Case in point: Chicago.
As a city that sees more than its share of climatic extremes - hot, humid days in the summer and frigid, snowy periods in the winter - the idea of saving money on heating and cooling bills is an idea well received by many in this urban center of nearly 3 million people. It all started at City Hall, where the area’s first green roofing project was completed in 2001.
According to the City of Chicago’s website, that rooftop garden consists of 20,000 plants, shrubs, and trees of more than 100 species, the majority of which are designed to thrive in the often harsh conditions present on the building’s roof - extreme temperatures, direct sunlight, and gusty winds. Results have been impressive: When Chicago city officials compared heat readings between the Cook County Building’s tar roof and City Hall’s planted roof on Aug. 9, 2001, the temperature difference between the two was more than 50 degrees F.
Besides greatly reducing the building’s energy costs, Chicago’s first green roofing initiative has helped mitigate the urban heat island effect - created in the summer by black roofs and pavements that absorb sunlight at a higher rate - and created cleaner air in the midst of a city where vehicles and machinery pollute. When it rains 1 inch, the garden is able to retain and use 75 percent of that water before run-off begins entering the sewer system, according to statistics provided by the city. This reduces strain on Chicago’s wastewater infrastructure after major storms.

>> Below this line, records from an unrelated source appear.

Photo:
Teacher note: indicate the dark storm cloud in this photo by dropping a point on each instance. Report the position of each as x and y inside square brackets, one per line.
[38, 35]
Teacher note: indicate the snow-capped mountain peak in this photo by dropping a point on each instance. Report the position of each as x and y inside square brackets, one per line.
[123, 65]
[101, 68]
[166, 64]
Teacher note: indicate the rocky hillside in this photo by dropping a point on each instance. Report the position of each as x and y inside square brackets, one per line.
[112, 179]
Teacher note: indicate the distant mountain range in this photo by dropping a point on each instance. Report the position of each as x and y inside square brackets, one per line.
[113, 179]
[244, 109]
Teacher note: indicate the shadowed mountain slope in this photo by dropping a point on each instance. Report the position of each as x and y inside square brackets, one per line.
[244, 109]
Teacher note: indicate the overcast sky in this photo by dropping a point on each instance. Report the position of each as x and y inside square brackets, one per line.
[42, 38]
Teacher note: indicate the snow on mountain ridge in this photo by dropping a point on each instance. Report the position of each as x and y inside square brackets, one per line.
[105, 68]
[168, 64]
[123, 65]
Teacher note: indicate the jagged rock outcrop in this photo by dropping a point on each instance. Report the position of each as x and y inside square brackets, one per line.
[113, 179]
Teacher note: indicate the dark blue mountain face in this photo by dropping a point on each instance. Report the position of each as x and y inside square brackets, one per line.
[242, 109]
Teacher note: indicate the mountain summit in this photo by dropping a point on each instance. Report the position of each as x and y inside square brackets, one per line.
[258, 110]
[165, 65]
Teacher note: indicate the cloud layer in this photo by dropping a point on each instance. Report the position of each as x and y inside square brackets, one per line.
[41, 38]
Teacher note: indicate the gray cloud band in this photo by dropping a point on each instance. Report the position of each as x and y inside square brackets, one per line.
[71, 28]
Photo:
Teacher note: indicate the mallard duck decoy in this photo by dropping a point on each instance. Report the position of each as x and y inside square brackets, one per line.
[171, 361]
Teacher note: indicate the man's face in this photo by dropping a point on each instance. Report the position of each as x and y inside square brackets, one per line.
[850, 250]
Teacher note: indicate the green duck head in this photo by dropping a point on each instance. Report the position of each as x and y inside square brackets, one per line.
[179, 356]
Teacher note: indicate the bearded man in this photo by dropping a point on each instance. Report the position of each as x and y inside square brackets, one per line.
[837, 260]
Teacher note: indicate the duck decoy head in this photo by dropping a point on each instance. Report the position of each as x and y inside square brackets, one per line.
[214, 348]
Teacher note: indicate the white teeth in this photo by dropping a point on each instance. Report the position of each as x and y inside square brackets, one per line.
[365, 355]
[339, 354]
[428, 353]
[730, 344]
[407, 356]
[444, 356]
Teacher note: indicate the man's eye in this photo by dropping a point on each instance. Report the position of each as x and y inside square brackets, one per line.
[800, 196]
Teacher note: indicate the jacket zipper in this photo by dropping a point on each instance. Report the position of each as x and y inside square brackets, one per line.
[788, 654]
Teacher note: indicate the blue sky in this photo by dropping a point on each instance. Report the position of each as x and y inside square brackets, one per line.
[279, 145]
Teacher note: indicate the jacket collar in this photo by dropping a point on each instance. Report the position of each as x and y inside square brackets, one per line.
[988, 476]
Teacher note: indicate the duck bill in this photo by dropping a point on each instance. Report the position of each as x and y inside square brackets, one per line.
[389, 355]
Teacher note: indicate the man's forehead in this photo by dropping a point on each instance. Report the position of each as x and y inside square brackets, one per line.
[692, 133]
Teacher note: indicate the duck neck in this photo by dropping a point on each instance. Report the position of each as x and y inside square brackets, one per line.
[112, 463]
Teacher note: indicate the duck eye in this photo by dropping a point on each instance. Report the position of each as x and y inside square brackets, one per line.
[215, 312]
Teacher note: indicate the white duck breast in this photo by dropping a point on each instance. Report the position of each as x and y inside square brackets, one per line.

Even more remarkable about a project like the one atop Chicago City Hall is that a landscaped roof can last more than twice as long as a conventional roof, which may be why the idea is gaining momentum quickly in Chicago and cities across the nation. In fact, Chicago alone had more than 80 public and private green roof projects under way as of June 2004, some of which have been installed at high-profile facilities like Soldier Field and the recently completed Millennium Park.